Io odio Gonzalo Gerardo Higuaín.
Lo odio e non mi vergogno di ammetterlo. Anzi, quando l’ho realizzato e sono riuscito addirittura a dirlo pubblicamente, sono stato meglio, molto meglio. Sono un tifoso, un tifoso passionale. Sono legato alla mia squadra da un cordone ombelicale che non solo non può essere reciso, ma che presuppone un attaccamento viscerale, sanguigno, totalizzante e totalitario. Ecco, il tifoso napoletano vive il calcio così, meno di questo non è e non potrà mai essere.
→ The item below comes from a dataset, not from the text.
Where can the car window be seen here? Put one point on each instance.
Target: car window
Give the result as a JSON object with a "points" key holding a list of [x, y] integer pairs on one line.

Non andiamo allo stadio per distrazione, per diletto, per lo spettacolo. Noi ci andiamo per fede. E per noi intendo proprio tutti, perché il tifo napoletano è interclassista, intergenerazionale e inter-genere. Conosco signore di sessanta anni che passano tutta la giornata a seguire tutte le trasmissioni possibili sul Napoli invece di vedere il Segreto. Tutti noi tifosi napoletani in questo momento odiamo Higuaín. Anche chi ancora non riesce ad ammetterlo pubblicamente perché se ne vergogna.
Perché ha paura di passare per antisportivo, perché è sconveniente, sempre, esternare i propri sentimenti. Ma come si può vivere così? Perché si sottovaluta il potere terapeutico, quantomeno, di un banalissimo vaffanculo? Perché “schiattare” dentro solo per salvare le apparenze? Sfogatevi, vomitatelo il vostro odio, fate come me. Vi assicuro che dopo starete molto meglio. La sublimazione della violenza e degli istinti più bassi di tutti noi è da ormai quasi un secolo incanalata nel calcio, come ai tempi dei romani lo era nei combattimenti tra gladiatori. È una necessità umana, costante nei secoli. Non vi vergognate, sublimate il vostro odio, mandate Higuaín a fanculo, impiccate pupazzi e fate riti vudù sulle magliette numero 9.
Sfogatevi virtualmente e a parole.
Per il 2 aprile, giorno di Napoli Juventus, avremo davvero sublimato tutto e riusciremo ad accoglierlo con quello che merita veramente: l’indifferenza.